Music making and listening are clear examples of a human activity that is above all interactive and social, two of the major issues facing new communication devices and applications. However, to date, music making and listening has been, in general, a passive, non–interactive, and non-context sensitive experience. The current electronic technologies, with their potential for interactivity and communication, have not yet been able to support and promote this essential aspect of music making and listening. This can be considered a significant degradation of the traditional listening and music making experience, in which the public was (and still is) able to interact in many ways with performers to modify the expressive features of a music piece.
The main objective of the SAME project was to create new end-to-end systems for mobile active, experience-centric, and context-aware active music listening.
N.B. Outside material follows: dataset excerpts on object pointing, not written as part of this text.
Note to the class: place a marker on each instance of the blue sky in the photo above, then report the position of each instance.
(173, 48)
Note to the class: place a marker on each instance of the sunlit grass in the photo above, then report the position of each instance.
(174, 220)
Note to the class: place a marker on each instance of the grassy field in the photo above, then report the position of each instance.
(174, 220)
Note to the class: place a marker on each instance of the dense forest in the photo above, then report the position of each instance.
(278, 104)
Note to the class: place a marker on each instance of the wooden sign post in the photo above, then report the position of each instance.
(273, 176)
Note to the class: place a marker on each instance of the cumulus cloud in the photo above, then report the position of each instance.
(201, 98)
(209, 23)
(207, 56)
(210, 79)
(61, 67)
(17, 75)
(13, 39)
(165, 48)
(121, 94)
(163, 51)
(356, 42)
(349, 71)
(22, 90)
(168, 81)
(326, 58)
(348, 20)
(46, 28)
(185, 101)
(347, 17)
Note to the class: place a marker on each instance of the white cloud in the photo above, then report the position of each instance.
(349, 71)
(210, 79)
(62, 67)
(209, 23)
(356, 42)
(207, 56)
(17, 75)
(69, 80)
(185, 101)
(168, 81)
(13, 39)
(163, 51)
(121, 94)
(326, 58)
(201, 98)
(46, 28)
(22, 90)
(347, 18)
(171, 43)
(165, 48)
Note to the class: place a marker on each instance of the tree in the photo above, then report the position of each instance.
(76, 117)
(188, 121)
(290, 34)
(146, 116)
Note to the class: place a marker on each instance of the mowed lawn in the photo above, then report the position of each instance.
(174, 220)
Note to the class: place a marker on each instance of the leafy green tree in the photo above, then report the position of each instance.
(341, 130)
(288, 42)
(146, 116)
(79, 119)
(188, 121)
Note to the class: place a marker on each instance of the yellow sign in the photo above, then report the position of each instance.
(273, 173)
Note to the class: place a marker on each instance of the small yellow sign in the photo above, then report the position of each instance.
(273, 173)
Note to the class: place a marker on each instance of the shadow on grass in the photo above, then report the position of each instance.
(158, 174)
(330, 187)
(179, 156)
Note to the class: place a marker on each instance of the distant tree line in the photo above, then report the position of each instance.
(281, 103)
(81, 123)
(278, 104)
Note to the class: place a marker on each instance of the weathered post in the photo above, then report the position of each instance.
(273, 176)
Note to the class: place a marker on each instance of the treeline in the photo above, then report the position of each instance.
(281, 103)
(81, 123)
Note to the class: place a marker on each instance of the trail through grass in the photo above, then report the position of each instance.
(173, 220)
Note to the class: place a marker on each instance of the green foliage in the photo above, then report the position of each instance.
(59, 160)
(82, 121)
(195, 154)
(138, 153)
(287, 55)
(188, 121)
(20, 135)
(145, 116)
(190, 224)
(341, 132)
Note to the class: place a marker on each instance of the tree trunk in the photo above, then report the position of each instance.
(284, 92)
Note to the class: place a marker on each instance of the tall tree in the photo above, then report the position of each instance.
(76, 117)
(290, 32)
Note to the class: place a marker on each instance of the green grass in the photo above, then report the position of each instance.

The project tried to answer to questions like "What device will correspond to today’s iPod in 5 years?" or "What potential new markets would such new devices open up?" The objectives of the SAME project were threefold:
- To define and develop an innovative end-to-end research platform for novel mobile music applications for participative, experience-centric, context-aware, social/shared active listening of music for a broad target of non-expert as well as expert users.
- To investigate and implement new communication and interaction paradigms for mobile music applications based on high- level, expressive, non-verbal multimodal interfaces, enabling the user to influence, interact, and mold and shape the listened content, by intervening actively and physically into the experience.
- To develop new mobile context-aware music applications, starting from the active listening paradigm, which will bring back the social and interactive aspects of music to our information technology age.